Cédric est parti vers le fond, passé Jophiel afin de la trouver. Il a emprunté plusieurs allées, croisé des gens qui semblaient curieux de savoir il était qui. Cédric a croisé un homme buvant un cola Denis, un capitaine de sous-marin aussi regardant avec attention des enfants jouant au Coleco. Il a croisé une femme avec un walk man, un homme sur un bicycle trois roues, très haut sur son siège. Il a cru que c'était Marcel Proust. C'est bien lui, a dit quelqu'un qui l'avait entendu parler tout haut, mais Cédric n'avait la tête qu'à Karina. Il voulait la trouver. Sans succès, il est revenu à Jophiel et Uriel et leur a demandé:
"Comment je fais pour m'y retrouver ?"
"C'est pas évident, ce sont les architectes de Montréal de 1575 qui ont dessiné les plans du paradis dans lequel vous êtes atterris et tout est aussi simple que le système de paie Phoenix.
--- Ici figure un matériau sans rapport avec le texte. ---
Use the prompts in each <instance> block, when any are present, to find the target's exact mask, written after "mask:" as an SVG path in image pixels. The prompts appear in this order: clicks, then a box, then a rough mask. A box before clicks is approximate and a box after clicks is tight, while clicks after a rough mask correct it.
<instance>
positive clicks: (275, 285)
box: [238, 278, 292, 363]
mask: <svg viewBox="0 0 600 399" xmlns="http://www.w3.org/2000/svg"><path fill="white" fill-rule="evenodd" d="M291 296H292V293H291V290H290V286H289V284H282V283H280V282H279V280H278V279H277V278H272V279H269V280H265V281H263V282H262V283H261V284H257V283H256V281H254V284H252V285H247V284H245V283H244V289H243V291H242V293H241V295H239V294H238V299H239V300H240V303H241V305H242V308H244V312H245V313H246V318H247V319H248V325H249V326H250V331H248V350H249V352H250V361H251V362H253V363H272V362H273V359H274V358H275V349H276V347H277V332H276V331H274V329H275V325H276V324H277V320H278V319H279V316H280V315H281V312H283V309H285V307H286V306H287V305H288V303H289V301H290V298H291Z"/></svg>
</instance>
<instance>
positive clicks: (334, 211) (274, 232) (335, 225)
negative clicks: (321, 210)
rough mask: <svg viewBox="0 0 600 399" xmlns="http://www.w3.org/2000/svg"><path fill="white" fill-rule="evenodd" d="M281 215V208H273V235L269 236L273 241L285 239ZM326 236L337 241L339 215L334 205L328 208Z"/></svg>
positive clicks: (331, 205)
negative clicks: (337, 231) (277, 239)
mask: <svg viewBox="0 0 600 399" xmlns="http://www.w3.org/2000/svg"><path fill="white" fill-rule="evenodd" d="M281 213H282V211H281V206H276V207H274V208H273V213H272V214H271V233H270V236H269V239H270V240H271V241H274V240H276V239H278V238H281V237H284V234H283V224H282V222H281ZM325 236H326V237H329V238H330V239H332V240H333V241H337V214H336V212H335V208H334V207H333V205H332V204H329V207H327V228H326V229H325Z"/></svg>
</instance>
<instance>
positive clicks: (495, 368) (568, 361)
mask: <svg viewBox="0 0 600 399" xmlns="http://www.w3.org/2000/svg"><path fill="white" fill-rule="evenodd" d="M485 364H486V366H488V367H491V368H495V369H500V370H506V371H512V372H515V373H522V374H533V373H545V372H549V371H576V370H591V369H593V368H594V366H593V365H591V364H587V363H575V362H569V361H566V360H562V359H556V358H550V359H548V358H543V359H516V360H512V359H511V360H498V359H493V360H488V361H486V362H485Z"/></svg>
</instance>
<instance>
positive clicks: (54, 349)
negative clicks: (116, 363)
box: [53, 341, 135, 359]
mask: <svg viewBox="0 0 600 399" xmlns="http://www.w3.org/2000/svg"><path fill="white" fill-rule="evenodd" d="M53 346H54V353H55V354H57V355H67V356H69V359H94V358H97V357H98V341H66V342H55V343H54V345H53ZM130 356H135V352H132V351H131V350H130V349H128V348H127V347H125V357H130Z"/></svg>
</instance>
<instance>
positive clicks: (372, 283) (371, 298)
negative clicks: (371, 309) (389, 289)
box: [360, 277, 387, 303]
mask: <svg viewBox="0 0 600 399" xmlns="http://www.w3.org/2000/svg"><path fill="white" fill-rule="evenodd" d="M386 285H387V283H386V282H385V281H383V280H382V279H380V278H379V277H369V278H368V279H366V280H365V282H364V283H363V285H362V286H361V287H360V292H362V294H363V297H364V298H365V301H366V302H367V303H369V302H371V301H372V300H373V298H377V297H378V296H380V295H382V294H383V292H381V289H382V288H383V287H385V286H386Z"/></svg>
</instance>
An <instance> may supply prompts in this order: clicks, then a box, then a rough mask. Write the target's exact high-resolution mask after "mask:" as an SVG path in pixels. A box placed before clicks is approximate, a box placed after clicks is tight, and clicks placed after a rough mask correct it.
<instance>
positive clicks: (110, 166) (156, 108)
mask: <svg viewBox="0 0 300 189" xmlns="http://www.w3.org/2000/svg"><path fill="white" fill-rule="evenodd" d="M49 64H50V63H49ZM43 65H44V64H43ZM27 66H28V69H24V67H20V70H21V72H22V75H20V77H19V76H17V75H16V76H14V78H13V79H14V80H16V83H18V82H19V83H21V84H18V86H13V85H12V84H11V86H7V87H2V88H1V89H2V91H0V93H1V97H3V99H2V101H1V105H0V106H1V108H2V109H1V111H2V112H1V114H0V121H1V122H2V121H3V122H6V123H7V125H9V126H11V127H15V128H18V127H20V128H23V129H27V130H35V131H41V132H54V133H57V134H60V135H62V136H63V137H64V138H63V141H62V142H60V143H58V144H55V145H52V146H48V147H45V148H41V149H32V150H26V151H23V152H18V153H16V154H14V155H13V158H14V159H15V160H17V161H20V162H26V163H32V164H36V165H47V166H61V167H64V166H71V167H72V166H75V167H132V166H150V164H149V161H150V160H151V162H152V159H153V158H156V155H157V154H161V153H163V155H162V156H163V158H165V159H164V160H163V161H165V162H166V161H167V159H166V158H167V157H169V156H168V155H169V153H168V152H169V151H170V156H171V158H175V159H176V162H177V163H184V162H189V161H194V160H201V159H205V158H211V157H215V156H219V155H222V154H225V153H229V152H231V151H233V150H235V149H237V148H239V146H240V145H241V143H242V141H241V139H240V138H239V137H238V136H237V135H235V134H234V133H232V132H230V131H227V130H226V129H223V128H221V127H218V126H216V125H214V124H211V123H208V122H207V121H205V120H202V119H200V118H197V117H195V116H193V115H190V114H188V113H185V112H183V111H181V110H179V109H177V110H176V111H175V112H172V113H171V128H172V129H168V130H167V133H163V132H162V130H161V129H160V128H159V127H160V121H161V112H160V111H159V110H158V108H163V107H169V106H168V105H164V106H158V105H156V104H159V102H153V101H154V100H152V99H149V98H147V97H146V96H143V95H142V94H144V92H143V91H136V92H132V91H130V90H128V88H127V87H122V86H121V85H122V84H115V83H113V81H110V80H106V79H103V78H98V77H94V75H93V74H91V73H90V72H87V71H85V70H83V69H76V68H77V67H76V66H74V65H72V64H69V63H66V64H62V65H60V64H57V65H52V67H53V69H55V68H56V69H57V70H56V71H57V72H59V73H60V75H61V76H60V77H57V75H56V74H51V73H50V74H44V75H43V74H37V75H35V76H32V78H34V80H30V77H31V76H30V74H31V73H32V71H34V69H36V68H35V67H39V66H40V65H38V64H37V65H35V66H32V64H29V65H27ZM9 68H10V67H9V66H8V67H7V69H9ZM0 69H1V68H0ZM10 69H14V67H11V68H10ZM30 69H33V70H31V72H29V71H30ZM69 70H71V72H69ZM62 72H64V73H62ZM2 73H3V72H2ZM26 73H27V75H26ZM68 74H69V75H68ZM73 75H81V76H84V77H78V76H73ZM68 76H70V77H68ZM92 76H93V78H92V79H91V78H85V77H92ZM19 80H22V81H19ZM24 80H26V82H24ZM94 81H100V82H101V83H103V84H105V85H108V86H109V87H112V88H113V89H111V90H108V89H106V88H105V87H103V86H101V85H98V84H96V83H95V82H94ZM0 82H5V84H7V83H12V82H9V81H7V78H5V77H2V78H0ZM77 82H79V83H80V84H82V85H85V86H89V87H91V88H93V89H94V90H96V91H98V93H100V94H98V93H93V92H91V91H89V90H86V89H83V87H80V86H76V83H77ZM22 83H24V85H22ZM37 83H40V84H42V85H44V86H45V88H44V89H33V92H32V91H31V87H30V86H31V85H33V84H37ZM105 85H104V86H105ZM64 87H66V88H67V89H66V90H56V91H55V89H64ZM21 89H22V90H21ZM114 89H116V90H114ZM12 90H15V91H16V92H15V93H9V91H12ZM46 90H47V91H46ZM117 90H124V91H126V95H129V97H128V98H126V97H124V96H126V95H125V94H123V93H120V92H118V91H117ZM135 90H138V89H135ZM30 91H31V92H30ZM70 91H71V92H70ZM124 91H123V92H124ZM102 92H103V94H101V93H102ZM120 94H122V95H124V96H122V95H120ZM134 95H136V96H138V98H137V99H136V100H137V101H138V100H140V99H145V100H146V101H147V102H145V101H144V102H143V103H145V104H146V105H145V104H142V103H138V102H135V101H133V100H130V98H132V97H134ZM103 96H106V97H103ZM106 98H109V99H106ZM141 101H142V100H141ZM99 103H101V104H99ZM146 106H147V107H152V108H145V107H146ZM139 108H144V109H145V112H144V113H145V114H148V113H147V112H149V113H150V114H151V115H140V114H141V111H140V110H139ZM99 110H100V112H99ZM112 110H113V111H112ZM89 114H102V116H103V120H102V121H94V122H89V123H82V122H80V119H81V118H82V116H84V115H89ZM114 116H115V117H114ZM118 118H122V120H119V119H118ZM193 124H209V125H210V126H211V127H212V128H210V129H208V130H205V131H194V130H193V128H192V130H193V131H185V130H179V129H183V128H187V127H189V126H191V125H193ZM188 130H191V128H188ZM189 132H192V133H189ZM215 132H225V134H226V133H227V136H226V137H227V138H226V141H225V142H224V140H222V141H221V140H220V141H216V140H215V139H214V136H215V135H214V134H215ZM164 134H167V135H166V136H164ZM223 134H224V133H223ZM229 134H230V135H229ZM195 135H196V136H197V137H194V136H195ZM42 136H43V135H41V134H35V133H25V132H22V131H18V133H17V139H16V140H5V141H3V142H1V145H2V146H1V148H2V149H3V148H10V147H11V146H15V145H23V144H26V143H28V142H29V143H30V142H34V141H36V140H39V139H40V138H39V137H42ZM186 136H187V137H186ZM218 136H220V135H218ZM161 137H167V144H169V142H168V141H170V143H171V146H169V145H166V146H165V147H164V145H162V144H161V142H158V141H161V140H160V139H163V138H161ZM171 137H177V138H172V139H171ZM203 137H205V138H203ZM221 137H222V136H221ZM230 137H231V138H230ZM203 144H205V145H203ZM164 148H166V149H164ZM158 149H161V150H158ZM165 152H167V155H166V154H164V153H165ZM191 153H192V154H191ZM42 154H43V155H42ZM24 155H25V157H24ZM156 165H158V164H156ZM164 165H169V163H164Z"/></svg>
Mais les gars de la Mafia s'organisent, vont refaire tout ça" a dit Uriel."J'essaie de trouver sur Copernic quelque chose qui pourrait nous aider à trouver Karina Ledoux mais mes disquettes manquent de mémoire... J'ai assez hâte que Google meurt..."a dit Jophiel
"Des disquettes ? christ ça existe plus depuis longtemps"
"Et je travaille sur un Commodore 64, OUI! on opère avec ce qui est mort, alors soyez indulgent! voulez-vous ?" a répondu Jophiel, un peu insulté."OH!" a dit Uriel, à personne en particulier mais penché sur son Blackberry.
"Pincez-moi, je rêve..." dit Cédric.
"Il y a moyen de jeter un court regard par jour (sinon ça ne finirait plus) sur vos proches en bas si vous le souhaitez" a dit Jophiel.
"OUI! je veux voir qui entoure Lylyrose!"
Jophiel lui a fourni une sorte de vieux téléscope, a bidouillé la localisation et en quelques instants Cédric avait un oeil sur terre, sur le terrain d'un chalet donnant sur un lac."Je ne connais pas cet endroit, il semble y avoir une erreur, j'y vois deux trentenaires et une vielle femme en chaise roulante sur le bout du quai dans un lieu que je ne connais pas..."
Uriel a ajouté "J'ai oublié de vous dire qu'ici, l'espace temps est complètement différent de ce qui se passe sur terre. 30 minutes équivalent à 30 ans, en bas."
"Qui...qui sont ces gens ?...ces yeux..." Cette femme en bas n'avait pas encore 60 ans. Elle n'était pas si vieille...Cédric voyait la dame dans sa chaise roulante, mélancolique, regardant au loin le lac. Plus haut sur le terrain, une jeune femme de 30 ans, étais-ce Karina avec ce jeune homme? Celle qui lui ressemblait tant, mais pas complètement, a alors dit au jeune homme du même âge qui l'accompagnait:
"Elle dit que papa disait toujours que les étendues d'eau étaient de la liberté à conquérir, Ça lui rappelle papa."
Cédric a eu un pincement au coeur. Lylyrose ? Cette belle grande femme était Lylyrose ?
Et celle au quai?...
C'était Karina, qui avait survécu à l'explosion. handicapée, mais survivante.
Et qui avait trouvé une saveur au bleu de son ciel.